This section briefly describes the network protocols for media streaming over the Internet. In addition, we highlight some of the current popular specifications and standards for video streaming, including 3GPP and ISMA.
This section briefly highlights the network protocols for video streaming over the Internet. First, we review the important Internet protocols of IP, TCP, and UDP. This is followed by the media delivery and control protocols.
The Internet was developed to connect a heterogeneous mix of networks that employ different packet switching technologies. The Internet Protocol (IP) provides baseline best-effort network delivery for all hosts in the network: providing addressing, best-effort routing, and a global format that can be interpreted by everyone. On top of IP are the end-to-end transport protocols, where Transmission Control Protocol (TCP) and User Datagram Protocol (UDP) are the most important. TCP provides reliable byte-stream services. It guarantees delivery via retransmissions and acknowledgements. On the other hand, UDP is simply a user interface to IP, and is therefore unreliable and connectionless. Additional services provided by UDP include checksum and port-numbering for demultiplexing traffic sent to the same destination. Some of the differences between TCP and UDP that affects streaming applications are:
TCP operates on a byte stream while UDP is packet oriented.
TCP guarantees delivery via retransmissions, but because of the retransmissions its delay is unbounded. UDP does not guarantee delivery, but for those packets delivered their delay is more predictable (i.e. one-way delay) and smaller.
TCP provides flow control and congestion control. UDP provides neither. This provides more flexibility for the application to determine the appropriate flow control and congestion control procedures.
TCP requires a back-channel for the acknowledgements. UDP does not require a back-channel.
Web and data traffic are delivered with TCP/IP because guaranteed delivery is far more important than delay or delay jitter. For media streaming the uncontrollable delay of TCP is unacceptable and compressed media data is usually transmitted via UDP/IP despite control information, which is usually transmitted via TCP/IP.
The IETF has specified a number of protocols for media delivery, control, and description over the Internet.

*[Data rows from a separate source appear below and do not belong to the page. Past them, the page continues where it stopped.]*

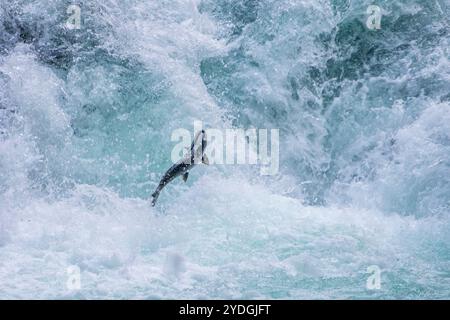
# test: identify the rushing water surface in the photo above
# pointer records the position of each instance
(86, 117)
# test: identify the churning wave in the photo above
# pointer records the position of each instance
(86, 117)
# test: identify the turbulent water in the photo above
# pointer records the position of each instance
(86, 117)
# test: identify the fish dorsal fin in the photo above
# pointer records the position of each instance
(205, 160)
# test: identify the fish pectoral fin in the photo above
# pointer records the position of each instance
(205, 160)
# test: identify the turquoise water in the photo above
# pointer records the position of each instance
(86, 118)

The Real-time Transport Protocol (RTP) and Real-time Control Protocol (RTCP) are IETF protocols designed to support streaming media. RTP is designed for data transfer and RTCP for control messages. Note that these protocols do not enable real-time services, only the underlying network can do this, however they provide functionalities that support real-time services. RTP does not guarantee QoS or reliable delivery, but provides support for applications with time constraints by providing a standardized framework for common functionalities such as time stamps, sequence numbering, and payload specification. RTP enables detection of lost packets. RTCP provides feedback on quality of data delivery. It provides QoS feedback in terms of number of lost packets, inter-arrival jitter, delay, etc. RTCP specifies periodic feedback packets, where the feedback uses no more than 5 % of the total session bandwidth and where there is at least one feedback message every 5 seconds. The sender can use the feedback to adjust its operation, e.g. adapt its bit rate. The conventional approach for media streaming is to use RTP/UDP for the media data and RTCP/TCP or RTCP/UDP for the control. Often, RTCP is supplemented by another feedback mechanism that is explicitly designed to provide the desired feedback information for the specific media streaming application. Other useful functionalities facilitated by RTCP include inter-stream synchronization and round-trip time measurement.
Media control is provided by either of two session control protocols: Real-Time Streaming Protocol (RTSP) or Session Initiation Protocol (SIP). RTSP is commonly used in video streaming to establish a session. It also supports basic VCR functionalities such as play, pause, seek and record. SIP is commonly used in voice over IP (VoIP), and it is similar to RTSP, but in addition it can support user mobility and a number of additional functionalities.
The Session Description Protocol (SDP) provides information describing a session, for example whether it is video or audio, the specific codec, bit rate, duration, etc. SDP is a common exchange format used by RTSP for content description purposes, e.g., in 3G wireless systems. It has also been used with the Session Announcement Protocol (SAP) to announce the availability of multicast programs.
Standard-based media streaming systems, as specified by the 3rd Generation Partnership Project (3GPP) for media over 3G cellular  and the Internet Streaming Media Alliance (ISMA) for streaming over the Internet , employ the following protocols:
MPEG-4 video and audio (AMR for 3GPP), H.263
RTP for data, usually over UDP/IP
RTCP for control messages, usually over UDP/IP
Media session control
Media description and announcement
The streaming standards do not specify the storage format for the compressed media, but the MP4 file format has been widely used. One advantage of MP4 file format is the ability to include "hint tracks" that simplify various aspects of streaming by providing hints such as packetization boundaries, RTP headers and transmission times.